Link her şeyi açıklıyor. Çok derinden etkilendim.
soyut sebeplerin fiziksel acıya yol açması.
içinizde bir yerlerin gerçekten acıdığını hissedersiniz, o kırılma anından sonra biraz daha değişmişsinizdir artık.
yara bandi kalpte ise yaramadigi icin gecmez gecmez.
insana en sevdiğinin en güvendiğinin yaşattığı durumdur.
Oluyor öyle. Elin kolun da kırılıyor yanında.
Tamiri pek mümkün olmayandır. Hepte sevdiklerinden gelir.
Yıllar vardır kalbim kırılmadı o kadar taşlaştı ki veya umursamaz oldum ki oraya varana kadar çoktan bitiyor her şey. Kötü bir histir. Eskilerden anımsadığım kadarıyla kendinizi bir gidabın orta yerinde dikilirken bulursunuz ama içe batmaz yukarı da çıkmazsınız işte o andır kimse erişemez size.

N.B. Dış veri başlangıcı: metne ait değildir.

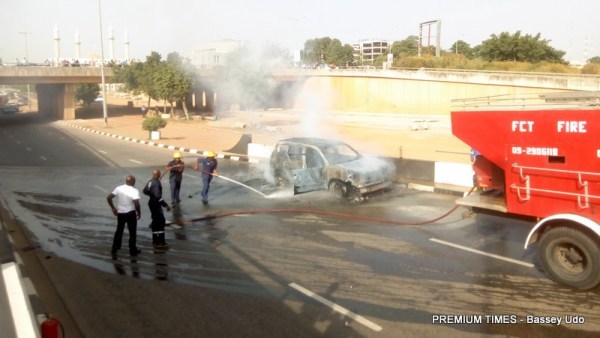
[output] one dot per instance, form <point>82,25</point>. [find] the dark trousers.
<point>175,189</point>
<point>158,222</point>
<point>205,186</point>
<point>130,219</point>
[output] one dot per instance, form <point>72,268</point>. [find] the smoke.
<point>247,76</point>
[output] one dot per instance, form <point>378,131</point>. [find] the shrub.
<point>154,123</point>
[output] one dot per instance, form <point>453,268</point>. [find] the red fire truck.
<point>539,156</point>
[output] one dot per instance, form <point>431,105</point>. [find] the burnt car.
<point>309,164</point>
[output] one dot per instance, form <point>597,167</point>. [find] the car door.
<point>307,168</point>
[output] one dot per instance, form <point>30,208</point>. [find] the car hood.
<point>372,166</point>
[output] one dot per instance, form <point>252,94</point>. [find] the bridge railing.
<point>525,79</point>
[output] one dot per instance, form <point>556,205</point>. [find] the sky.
<point>28,26</point>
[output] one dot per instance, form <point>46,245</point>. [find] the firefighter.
<point>154,190</point>
<point>175,168</point>
<point>127,212</point>
<point>209,168</point>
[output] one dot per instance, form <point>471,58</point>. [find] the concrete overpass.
<point>401,91</point>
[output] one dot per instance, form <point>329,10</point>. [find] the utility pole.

necip fazıl'ın çok güzel özetlediği bir eylem:
kızgınlık gürültülü, kırgınlık sessiz..
kalbinizi kıran sevdiğiniz biriyse dostoyevski'nin şu sözü yaşanacaktır ; Ne garip değil mi? Sevdiğimiz insanın her yalanında bir doğru, sevmediğimiz insanın her doğrusunda bir yalan ararız.

benim kalbim kırılınca, uykum geliyor, ateşim çıkıyor, halsizleşiyorum.
hatrick yapıyorum resmen.
kırdığı yerden kırılacağını umursamayan insanların büyük marifetle karşısındakine yaşattığı vaziyet.

kalbi kırılana inşirah bahşedilmiş de, kalp kıranın vay haline.
Bir çift sözle yapılan kötülüktür.
Ne zaman tuzbuz olmuş bir bardağı yapıştırıp su içebilirsen kırdığın kalbi de tamir edebilirsin.